Warnings over the potential impact had been expressed by Māori leaders as early as May 2020, while public health experts, Māori leaders and service providers, and even the government’s director general of health recommended the government prioritise Māori over the age of 50 in the vaccine rollout.
But this didn’t happen. The tribunal heard the government rejected calls to prioritise younger Māori and Pasifika in the age based rollout. Why the advice was rejected was not made clear. The government claimed they adopted a “whanau centred” approach (a culturally collective approach), which they believed was enough to protect Māori communities. It has continued to assert that equity has been considered at every step.
But according to Atatoa Carr, the vaccine rollout ignored both the health inequity and the predominantly youthful Māori and Pasifika populations. A quarter of the Māori population is under the age of 12, with the median age for Māori and Pasifika being 25 and 23, respectively, compared with 41 for New Zealand’s European population.
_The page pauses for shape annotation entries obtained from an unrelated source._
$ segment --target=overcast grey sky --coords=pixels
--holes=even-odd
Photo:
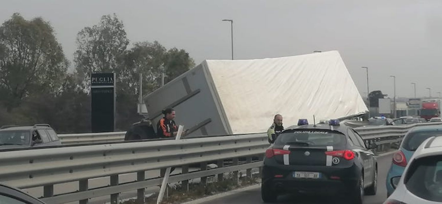
[[[234,20],[236,59],[280,57],[338,50],[359,89],[398,96],[442,91],[442,0],[0,0],[0,21],[14,12],[41,16],[55,28],[72,60],[77,33],[115,13],[133,43],[158,41],[185,49],[198,64],[231,57]]]

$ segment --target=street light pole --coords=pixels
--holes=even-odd
[[[415,87],[415,98],[416,98],[416,83],[413,82],[413,83],[412,83],[412,84],[414,85],[414,87]]]
[[[390,77],[393,78],[393,86],[394,87],[393,90],[394,93],[393,94],[394,96],[393,98],[393,111],[394,111],[393,112],[394,118],[396,118],[396,76],[394,75],[391,75],[390,76]]]
[[[232,60],[233,60],[233,20],[232,19],[225,19],[222,21],[228,21],[230,22],[230,34],[231,35],[232,41]]]
[[[368,88],[368,67],[362,67],[362,68],[365,69],[367,71],[367,104],[368,105],[368,117],[370,118],[370,91]]]

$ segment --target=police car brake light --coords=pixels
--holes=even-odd
[[[339,120],[337,119],[334,119],[333,120],[330,120],[330,121],[328,121],[328,124],[331,126],[339,126]]]
[[[307,119],[300,119],[298,120],[298,126],[303,126],[305,125],[308,125],[309,121],[307,120]]]
[[[354,158],[354,152],[351,150],[337,150],[326,152],[326,155],[342,157],[347,160],[351,160]]]
[[[271,158],[276,155],[284,155],[290,154],[290,150],[279,149],[268,149],[266,150],[266,157]]]

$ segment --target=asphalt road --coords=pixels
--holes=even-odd
[[[387,190],[385,181],[387,172],[390,168],[392,155],[390,154],[377,158],[377,192],[375,196],[366,196],[364,197],[364,204],[382,204],[387,198]],[[261,199],[260,186],[253,189],[226,196],[214,200],[202,203],[203,204],[246,204],[263,203]],[[290,195],[282,195],[278,197],[276,203],[298,204],[324,204],[343,203],[342,201],[330,197],[303,196],[302,197]]]

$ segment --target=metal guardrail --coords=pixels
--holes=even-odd
[[[113,142],[124,140],[126,132],[109,133],[80,133],[59,134],[58,137],[63,145],[91,144],[100,142]]]
[[[442,122],[355,130],[366,143],[376,142],[384,150],[383,147],[400,142],[413,127],[435,125]],[[95,134],[95,138],[110,135]],[[138,199],[142,199],[145,188],[161,184],[160,177],[146,178],[146,171],[180,167],[183,173],[171,176],[170,182],[183,183],[198,178],[204,181],[206,177],[217,174],[222,178],[222,174],[232,171],[237,175],[238,171],[247,169],[248,172],[252,168],[261,167],[265,150],[269,146],[267,134],[260,133],[1,152],[0,181],[22,189],[43,186],[42,200],[49,204],[79,200],[85,204],[90,198],[110,195],[111,203],[117,203],[120,192],[137,189]],[[240,158],[245,159],[245,163],[240,163]],[[225,166],[226,160],[232,161],[232,165]],[[208,163],[217,163],[218,167],[207,170]],[[189,173],[189,166],[192,164],[200,164],[201,170]],[[119,183],[119,175],[131,173],[137,174],[136,181]],[[91,179],[105,177],[110,178],[110,185],[88,188]],[[78,182],[77,190],[54,195],[54,185],[74,181]]]
[[[22,189],[44,186],[42,200],[49,204],[84,203],[89,198],[108,195],[114,195],[111,200],[115,201],[114,195],[120,192],[141,190],[161,182],[161,178],[143,178],[119,184],[122,174],[144,175],[145,171],[171,166],[233,160],[231,167],[171,176],[172,182],[260,167],[260,163],[251,162],[251,159],[247,159],[250,163],[236,164],[240,157],[263,156],[269,145],[267,138],[265,134],[258,134],[0,152],[0,181]],[[110,186],[88,189],[88,179],[106,176],[110,177]],[[54,195],[54,185],[72,181],[79,181],[78,192]]]
[[[403,136],[410,128],[413,127],[436,125],[442,125],[442,122],[422,122],[410,125],[357,127],[354,130],[364,140],[371,139],[380,141],[389,137]],[[93,144],[123,141],[126,134],[126,132],[112,132],[59,134],[58,137],[63,145]]]

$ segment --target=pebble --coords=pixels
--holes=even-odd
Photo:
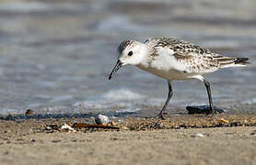
[[[34,114],[34,111],[31,110],[31,109],[28,109],[25,113],[25,116],[28,117],[28,116],[30,116]]]
[[[196,133],[195,135],[193,135],[192,137],[193,137],[193,138],[204,138],[205,136],[204,134],[202,134],[202,133]]]
[[[97,125],[106,125],[108,123],[110,123],[110,119],[107,116],[103,116],[99,114],[96,117],[95,117],[95,122]]]

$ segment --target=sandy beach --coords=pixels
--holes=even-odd
[[[2,120],[1,164],[254,164],[256,117],[116,118],[119,129],[60,129],[93,118]],[[228,122],[228,123],[227,123]],[[201,127],[201,128],[200,128]],[[206,128],[204,128],[206,127]]]

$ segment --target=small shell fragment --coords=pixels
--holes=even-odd
[[[225,123],[225,124],[227,124],[227,123],[228,123],[228,120],[226,120],[226,119],[224,119],[224,118],[220,118],[220,119],[218,119],[218,121],[219,121],[220,123]]]
[[[97,125],[107,125],[110,123],[110,119],[107,116],[103,116],[99,114],[96,117],[95,117],[95,122]]]
[[[71,130],[73,132],[76,132],[76,130],[73,127],[71,127],[65,123],[61,126],[61,130],[68,130],[68,131]]]

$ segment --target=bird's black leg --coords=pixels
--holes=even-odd
[[[214,104],[213,104],[213,99],[212,99],[212,93],[211,93],[211,87],[210,87],[210,82],[207,82],[206,80],[204,80],[204,85],[206,87],[207,90],[207,94],[208,94],[208,99],[209,99],[209,105],[210,105],[210,109],[209,112],[207,114],[215,114],[215,110],[214,110]]]
[[[156,117],[159,117],[161,119],[165,119],[165,117],[163,116],[163,112],[166,110],[166,108],[169,104],[169,102],[171,96],[173,95],[173,91],[172,91],[172,88],[171,88],[171,82],[170,81],[168,81],[168,86],[169,86],[169,93],[168,93],[167,101],[166,101],[162,110],[160,111],[160,113],[156,116]]]
[[[214,106],[213,98],[211,94],[210,82],[204,79],[204,85],[207,90],[209,106],[208,105],[199,105],[199,106],[187,106],[186,109],[189,111],[189,114],[207,114],[214,116],[215,113],[221,114],[225,113],[225,110]]]

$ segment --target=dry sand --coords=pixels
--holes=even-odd
[[[124,118],[114,124],[119,130],[76,127],[76,132],[59,127],[93,119],[0,120],[0,162],[256,164],[255,119],[234,116],[174,116],[165,121]],[[204,137],[195,137],[198,133]]]

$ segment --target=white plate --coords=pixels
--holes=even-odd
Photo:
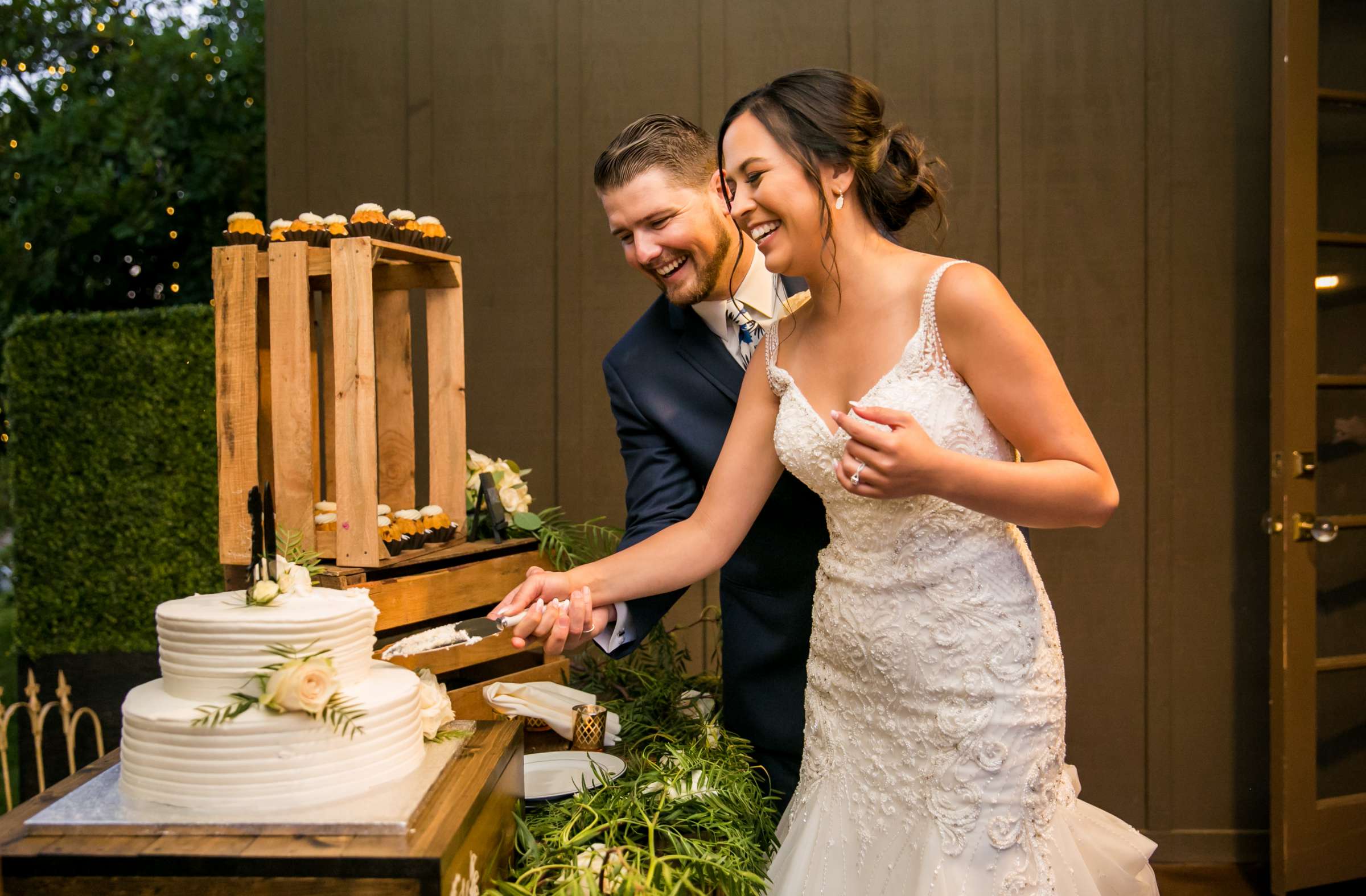
[[[527,799],[556,799],[597,787],[598,772],[607,780],[616,780],[626,772],[626,762],[607,753],[533,753],[522,759]]]

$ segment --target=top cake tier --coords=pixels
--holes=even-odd
[[[165,691],[204,701],[240,691],[264,667],[280,662],[270,645],[326,650],[340,687],[357,684],[370,671],[378,616],[365,589],[314,587],[266,606],[247,606],[245,591],[167,601],[157,606]]]

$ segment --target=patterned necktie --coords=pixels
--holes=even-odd
[[[749,369],[750,356],[754,354],[754,335],[746,326],[746,321],[740,320],[734,305],[725,306],[725,322],[728,328],[735,328],[736,337],[739,339],[740,366]]]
So, until lower age limitations were lifted on 1 September, Maori and Pasifika populations were disproportionately missing out.
Rawiri Jansen, clinical director of Māori primary health organisation National Hauora Coalition, says the vaccine rollout “didn’t follow the science” and is a “complete failure” in its disregard of prioritising Māori ages. He quit the government’s expert immunisation advisory group after the government rejected the prioritisation advice. “Despite evidence that Māori and Pacific communities would be at greater risk from covid-19, the government has not been guided by this. Instead, we are seeing deepening inequity and a vaccination rollout in which inequity is hard baked.”
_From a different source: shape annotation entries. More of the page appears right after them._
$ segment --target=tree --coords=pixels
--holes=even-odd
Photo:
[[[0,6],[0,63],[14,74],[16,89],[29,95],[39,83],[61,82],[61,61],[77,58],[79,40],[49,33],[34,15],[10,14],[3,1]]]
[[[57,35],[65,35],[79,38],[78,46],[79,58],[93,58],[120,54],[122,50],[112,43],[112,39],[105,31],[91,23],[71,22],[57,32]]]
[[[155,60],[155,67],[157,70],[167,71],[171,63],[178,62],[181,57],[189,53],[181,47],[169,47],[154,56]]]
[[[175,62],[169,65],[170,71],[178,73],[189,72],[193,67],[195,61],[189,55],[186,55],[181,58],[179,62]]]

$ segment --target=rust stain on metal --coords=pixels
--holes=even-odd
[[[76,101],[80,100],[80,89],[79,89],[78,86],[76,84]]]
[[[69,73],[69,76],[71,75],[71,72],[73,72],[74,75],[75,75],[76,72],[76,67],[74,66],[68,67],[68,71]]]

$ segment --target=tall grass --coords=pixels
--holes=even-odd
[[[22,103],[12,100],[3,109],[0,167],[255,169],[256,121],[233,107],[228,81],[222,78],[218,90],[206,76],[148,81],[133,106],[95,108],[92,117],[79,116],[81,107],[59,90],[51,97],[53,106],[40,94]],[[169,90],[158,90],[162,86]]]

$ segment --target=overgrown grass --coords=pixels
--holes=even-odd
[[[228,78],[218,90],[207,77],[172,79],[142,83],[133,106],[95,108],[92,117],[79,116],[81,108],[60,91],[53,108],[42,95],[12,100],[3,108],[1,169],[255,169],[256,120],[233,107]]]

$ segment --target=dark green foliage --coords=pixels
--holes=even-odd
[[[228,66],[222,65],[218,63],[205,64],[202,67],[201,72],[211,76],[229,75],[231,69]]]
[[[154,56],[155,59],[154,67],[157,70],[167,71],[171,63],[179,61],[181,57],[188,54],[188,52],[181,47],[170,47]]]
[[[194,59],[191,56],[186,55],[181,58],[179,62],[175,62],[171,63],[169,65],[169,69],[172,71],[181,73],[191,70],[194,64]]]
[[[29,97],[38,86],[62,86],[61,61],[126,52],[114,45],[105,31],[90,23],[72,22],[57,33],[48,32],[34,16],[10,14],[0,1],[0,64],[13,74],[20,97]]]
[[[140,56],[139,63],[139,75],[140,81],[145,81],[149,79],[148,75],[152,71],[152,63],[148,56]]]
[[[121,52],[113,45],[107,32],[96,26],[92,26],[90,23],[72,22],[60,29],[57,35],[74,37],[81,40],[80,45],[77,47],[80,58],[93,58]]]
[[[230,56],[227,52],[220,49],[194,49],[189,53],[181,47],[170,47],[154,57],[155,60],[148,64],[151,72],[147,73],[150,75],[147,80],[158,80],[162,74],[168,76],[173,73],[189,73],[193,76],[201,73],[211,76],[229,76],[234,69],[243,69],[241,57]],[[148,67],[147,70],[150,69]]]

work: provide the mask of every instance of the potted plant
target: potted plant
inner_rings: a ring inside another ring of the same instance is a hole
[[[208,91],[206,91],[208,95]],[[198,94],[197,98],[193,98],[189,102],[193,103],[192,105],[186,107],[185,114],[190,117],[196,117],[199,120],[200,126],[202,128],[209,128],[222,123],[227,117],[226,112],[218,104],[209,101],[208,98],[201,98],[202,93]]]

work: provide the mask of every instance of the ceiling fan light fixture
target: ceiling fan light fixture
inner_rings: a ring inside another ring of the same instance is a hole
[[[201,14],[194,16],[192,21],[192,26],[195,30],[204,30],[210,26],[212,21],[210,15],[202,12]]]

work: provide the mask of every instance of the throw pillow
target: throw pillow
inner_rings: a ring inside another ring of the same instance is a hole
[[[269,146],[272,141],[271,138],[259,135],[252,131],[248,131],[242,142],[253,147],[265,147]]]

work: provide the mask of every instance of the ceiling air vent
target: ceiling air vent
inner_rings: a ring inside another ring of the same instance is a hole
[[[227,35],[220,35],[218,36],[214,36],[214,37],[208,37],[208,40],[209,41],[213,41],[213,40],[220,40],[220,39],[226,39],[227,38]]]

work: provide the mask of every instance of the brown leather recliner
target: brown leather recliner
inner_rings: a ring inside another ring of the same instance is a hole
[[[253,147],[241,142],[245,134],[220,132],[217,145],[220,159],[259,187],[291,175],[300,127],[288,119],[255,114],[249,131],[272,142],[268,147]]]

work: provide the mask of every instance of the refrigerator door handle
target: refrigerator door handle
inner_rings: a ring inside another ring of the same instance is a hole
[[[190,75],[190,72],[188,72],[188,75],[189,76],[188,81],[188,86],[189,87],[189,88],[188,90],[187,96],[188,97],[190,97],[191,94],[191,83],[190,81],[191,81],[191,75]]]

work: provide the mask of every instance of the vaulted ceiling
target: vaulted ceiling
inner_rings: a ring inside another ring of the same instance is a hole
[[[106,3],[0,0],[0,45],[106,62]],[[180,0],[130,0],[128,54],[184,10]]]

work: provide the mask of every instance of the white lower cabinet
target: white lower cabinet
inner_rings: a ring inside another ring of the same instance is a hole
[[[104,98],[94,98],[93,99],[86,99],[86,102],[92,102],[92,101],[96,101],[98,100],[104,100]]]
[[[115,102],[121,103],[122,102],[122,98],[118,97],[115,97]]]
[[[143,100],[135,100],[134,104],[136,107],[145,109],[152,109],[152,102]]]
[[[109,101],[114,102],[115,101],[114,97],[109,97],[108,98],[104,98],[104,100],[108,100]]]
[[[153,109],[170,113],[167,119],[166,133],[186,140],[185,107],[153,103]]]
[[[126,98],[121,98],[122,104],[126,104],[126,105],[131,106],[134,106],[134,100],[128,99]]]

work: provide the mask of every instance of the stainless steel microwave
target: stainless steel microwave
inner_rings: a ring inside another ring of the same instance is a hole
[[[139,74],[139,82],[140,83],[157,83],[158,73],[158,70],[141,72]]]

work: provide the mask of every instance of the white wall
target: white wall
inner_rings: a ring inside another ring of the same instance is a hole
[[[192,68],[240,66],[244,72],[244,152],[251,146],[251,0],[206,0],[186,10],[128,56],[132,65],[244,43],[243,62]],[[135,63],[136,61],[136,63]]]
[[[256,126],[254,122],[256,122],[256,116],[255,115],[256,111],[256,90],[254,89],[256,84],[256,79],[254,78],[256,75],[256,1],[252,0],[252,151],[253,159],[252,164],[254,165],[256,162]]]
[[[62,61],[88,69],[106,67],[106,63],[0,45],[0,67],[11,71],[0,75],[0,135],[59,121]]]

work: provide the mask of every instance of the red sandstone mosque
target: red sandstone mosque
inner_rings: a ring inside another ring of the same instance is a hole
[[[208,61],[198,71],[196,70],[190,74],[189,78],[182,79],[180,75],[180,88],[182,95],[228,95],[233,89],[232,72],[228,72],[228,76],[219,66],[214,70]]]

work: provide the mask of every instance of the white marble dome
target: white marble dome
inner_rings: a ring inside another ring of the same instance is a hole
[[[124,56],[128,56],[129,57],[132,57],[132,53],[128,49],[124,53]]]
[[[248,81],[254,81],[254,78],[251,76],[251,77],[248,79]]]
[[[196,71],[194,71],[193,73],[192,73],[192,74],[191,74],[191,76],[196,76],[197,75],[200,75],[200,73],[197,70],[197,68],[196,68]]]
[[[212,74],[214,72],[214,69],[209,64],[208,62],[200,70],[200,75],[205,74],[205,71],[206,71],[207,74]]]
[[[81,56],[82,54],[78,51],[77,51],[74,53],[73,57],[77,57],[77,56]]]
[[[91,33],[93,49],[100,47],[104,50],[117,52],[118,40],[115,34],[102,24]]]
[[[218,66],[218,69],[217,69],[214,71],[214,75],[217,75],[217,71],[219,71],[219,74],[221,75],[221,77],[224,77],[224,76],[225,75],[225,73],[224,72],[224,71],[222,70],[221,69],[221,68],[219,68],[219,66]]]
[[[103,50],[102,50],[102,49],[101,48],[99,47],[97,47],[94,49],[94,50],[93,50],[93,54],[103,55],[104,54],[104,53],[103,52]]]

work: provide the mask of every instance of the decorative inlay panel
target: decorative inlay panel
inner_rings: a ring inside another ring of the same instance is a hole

In addition, clinics are more commonly based in cities, a difficult trip for many Māori, and the online booking system proved a stumbling block for communities without internet access.
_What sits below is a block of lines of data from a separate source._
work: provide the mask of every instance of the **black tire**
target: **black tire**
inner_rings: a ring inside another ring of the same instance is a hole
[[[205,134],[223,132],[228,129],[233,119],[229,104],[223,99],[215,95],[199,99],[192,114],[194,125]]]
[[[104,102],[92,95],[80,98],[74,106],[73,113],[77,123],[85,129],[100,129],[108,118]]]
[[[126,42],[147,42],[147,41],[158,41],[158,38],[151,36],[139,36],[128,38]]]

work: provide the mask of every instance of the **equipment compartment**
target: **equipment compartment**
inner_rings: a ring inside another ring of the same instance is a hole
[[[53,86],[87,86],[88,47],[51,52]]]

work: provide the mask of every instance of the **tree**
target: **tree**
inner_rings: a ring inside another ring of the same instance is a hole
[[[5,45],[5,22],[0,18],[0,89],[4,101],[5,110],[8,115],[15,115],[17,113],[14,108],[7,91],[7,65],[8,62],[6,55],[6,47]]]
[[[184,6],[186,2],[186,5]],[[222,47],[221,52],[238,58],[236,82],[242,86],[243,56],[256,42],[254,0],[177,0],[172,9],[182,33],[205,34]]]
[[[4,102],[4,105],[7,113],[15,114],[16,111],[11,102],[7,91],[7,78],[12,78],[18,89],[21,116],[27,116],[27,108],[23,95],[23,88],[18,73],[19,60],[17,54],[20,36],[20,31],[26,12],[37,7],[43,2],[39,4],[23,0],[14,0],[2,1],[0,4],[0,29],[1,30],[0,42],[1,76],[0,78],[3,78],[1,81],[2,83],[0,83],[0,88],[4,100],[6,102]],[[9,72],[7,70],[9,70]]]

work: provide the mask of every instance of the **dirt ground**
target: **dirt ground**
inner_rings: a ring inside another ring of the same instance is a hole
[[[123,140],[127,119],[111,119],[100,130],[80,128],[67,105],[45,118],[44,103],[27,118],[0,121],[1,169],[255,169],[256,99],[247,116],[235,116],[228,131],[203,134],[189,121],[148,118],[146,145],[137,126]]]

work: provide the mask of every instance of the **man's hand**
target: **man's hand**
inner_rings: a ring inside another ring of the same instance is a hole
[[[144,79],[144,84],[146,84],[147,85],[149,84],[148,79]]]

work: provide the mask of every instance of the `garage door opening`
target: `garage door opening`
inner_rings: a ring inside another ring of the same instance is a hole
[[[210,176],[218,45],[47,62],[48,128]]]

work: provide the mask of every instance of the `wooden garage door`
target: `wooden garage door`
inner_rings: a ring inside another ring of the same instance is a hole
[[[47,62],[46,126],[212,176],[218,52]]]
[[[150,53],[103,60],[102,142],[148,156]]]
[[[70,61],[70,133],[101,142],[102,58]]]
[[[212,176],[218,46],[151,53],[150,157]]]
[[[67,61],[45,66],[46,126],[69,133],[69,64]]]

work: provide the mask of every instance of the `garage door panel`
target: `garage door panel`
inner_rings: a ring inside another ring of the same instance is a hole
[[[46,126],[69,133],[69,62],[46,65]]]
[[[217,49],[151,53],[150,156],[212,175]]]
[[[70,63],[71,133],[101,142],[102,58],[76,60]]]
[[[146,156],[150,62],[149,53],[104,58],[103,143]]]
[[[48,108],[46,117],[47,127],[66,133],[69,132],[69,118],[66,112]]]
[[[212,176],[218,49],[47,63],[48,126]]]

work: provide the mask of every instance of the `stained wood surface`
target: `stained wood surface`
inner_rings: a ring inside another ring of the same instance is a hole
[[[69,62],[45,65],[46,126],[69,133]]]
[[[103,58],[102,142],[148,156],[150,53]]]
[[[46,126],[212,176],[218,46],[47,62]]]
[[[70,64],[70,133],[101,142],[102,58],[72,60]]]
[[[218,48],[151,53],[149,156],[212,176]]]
The tribunal also found that decision making to move to a different covid-19 response framework did not adequately account for Māori health needs and there was a lack of consistent engagement with Māori on key decisions.
“If health equity was prioritised in the vaccination rollout, including specific attention to Māori and Pacific leadership, resourcing, and vaccination access, then it is likely the way the impact of covid is now affecting Māori and Pasifika populations could have been reduced,” says Atatoa Carr.
When the delta variant first arrived it spread through marginalised communities in cities, hitting hardest people with a history of alcohol and drug dependencies, mental health problems, long term poverty, and overcrowded and transitional living conditions—communities in which Māori and Pasifika are overrepresented.
The strict lockdown had limited benefit in this community where people largely worked jobs that couldn’t be done from home and in an economic situation where they had no choice but to work and where social distancing and self-isolation was harder, says Michael Baker, professor of public health at the University of Otago, Wellington, and member of the government’s covid-19 technical advisory group. In these communities, which also have a long running distrust of authorities, cases are harder to detect, and contact tracing is difficult.
The government has scrambled to boost vaccination in Māori and Pasifika in recent months as it has moved to suppression. This has included deploying mobile vaccination buses to deliver jabs to communities with low uptake that have struggled to access the main clinics, and greater engagement with Māori leaders to boost vaccine rollout in local communities with additional funding from government. Jasen says, “this is far too little, far too late.”
The tribunal itself recommends additional funding, resourcing, data, and other support to Māori providers and communities, as well as strengthened engagement and calls to “expressly prioritise Māori” in the paediatric vaccine and booster rollout.
In response, the government welcomes the recommendations, which it will “very carefully study and consider.”